May 6, 2025

Citi and SDX to Tokenize Private Markets in $75B Blockchain Bet

Citigroup is joining forces with Switzerland’s SIX Digital Exchange (SDX) to bring blockchain to one of finance’s final frontiers: the private markets. The two firms are launching a platform to tokenize late-stage private company shares, offering institutional and qualified investors streamlined access to assets that have long been opaque, illiquid, and manually managed.

Announced at the Point Zero Forum in Switzerland, the project will run on SDX’s blockchain-enabled Central Securities Depository (CSD) and is expected to go live by Q3 2025. It aims to digitize equity distribution and safekeeping for high-growth, pre-IPO companies—allowing issuers to unlock liquidity for early employees and investors without sacrificing cap table control.

For investors, the model provides greater transparency and easier exposure to private firms traditionally difficult to access. For issuers, it offers a compliant, scalable solution to manage investor flows and administrative overhead. SDX Head David Newns called the initiative a “landmark project” for private share tokenization.

Citi Steps in as Tokenization Agent and Custodian

Taking center stage in the project, Citi will serve as both digital custodian and tokenization agent—offering end-to-end servicing for the new tokenized assets. The move reflects Citi’s long-term commitment to blockchain finance and positions the bank as one of the few global institutions bridging traditional capital markets with digital infrastructure.

“We’re meeting client demand for access to emerging digital asset ecosystems,” said Ryan Marsh, Citi’s Global Head of Innovation for Investor Services.

“Tokenization is evolving into a core enabler of automation, liquidity, and access across markets.”

Citi’s track record in the space is notable. In 2023, the bank launched its proprietary Citi Token Services platform, and by 2024, it had already partnered with Ava Labs to explore tokenized private equity. Now, with SDX, it’s bringing those efforts to the private markets—a $75 billion sector still dominated by legacy workflows and paperwork.

BlackRock, Telegram, and Dubai Deals Signal Broader Tokenization Boom

The Citi–SDX project isn’t launching in a vacuum. Financial institutions across the globe are racing to tap real-world asset (RWA) tokenization as blockchain infrastructure gains legitimacy. Just last week, BlackRock filed to launch a blockchain-native share class for its $150 billion Treasury Trust Fund—a move that could bring institutional-grade assets onto distributed ledgers for the first time.

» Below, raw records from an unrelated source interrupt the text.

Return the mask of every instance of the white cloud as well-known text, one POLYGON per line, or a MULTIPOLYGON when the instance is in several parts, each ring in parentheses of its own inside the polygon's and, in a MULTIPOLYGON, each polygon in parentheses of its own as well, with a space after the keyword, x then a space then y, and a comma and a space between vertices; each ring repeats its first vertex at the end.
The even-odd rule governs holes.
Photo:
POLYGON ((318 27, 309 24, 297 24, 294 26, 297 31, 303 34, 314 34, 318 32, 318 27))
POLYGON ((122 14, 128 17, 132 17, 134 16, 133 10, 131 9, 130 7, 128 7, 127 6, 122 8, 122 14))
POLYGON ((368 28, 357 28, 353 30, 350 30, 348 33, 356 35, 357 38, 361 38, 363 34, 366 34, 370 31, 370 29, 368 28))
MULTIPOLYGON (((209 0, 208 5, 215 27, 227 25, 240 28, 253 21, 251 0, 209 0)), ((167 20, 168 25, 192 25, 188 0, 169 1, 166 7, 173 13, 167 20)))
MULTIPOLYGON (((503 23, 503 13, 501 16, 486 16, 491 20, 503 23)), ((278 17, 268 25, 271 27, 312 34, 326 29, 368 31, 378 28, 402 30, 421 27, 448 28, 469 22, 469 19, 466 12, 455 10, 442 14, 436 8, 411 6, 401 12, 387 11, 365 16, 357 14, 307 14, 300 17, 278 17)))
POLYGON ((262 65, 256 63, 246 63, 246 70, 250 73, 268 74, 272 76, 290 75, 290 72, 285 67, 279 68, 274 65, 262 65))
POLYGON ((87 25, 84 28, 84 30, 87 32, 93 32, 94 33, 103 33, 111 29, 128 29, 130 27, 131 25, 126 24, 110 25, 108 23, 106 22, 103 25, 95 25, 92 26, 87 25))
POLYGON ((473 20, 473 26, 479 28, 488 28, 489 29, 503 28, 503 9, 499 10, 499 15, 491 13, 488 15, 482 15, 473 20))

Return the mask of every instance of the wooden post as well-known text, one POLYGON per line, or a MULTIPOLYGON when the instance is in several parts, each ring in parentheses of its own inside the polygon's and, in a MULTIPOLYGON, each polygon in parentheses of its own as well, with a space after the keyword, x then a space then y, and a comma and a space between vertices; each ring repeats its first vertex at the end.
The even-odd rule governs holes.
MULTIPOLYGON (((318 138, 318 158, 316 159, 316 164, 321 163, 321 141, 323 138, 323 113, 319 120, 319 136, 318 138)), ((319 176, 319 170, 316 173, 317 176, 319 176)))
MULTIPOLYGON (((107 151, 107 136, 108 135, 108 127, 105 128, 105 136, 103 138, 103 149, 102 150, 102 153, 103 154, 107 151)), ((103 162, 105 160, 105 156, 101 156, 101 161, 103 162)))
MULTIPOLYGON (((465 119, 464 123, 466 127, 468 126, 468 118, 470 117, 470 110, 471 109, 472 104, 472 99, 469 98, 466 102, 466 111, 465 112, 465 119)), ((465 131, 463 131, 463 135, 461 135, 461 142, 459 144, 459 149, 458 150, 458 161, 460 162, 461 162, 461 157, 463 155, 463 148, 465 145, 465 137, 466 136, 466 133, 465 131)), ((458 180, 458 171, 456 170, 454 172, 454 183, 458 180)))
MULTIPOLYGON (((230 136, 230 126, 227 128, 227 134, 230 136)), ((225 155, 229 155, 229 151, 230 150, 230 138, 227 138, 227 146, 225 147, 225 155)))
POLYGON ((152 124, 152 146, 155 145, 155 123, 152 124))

Meanwhile, Libre announced plans to tokenize $500 million in Telegram-linked debt through its new Telegram Bond Fund, targeting digital-native capital pools. And in the Middle East, MultiBank Group signed a staggering $3 billion agreement with UAE property developer MAG and blockchain platform Mavryk to tokenize real estate.

These developments are ushering in a new phase where blockchain technology isn’t just being piloted—it’s being implemented at scale by the world’s largest capital allocators.

Quick Facts

  • Citigroup and SIX Digital Exchange (SDX) are collaborating to tokenize late-stage private shares, modernizing the $75 billion private markets sector.
  • The platform will operate on SDX’s blockchain-based Central Securities Depository, with launch expected in Q3 2025.
  • Citi will act as digital custodian and tokenization agent, offering full end-to-end servicing of tokenized assets.
  • The partnership aligns with a broader industry trend where major institutions are accelerating real-world asset tokenization across equities, bonds, and real estate.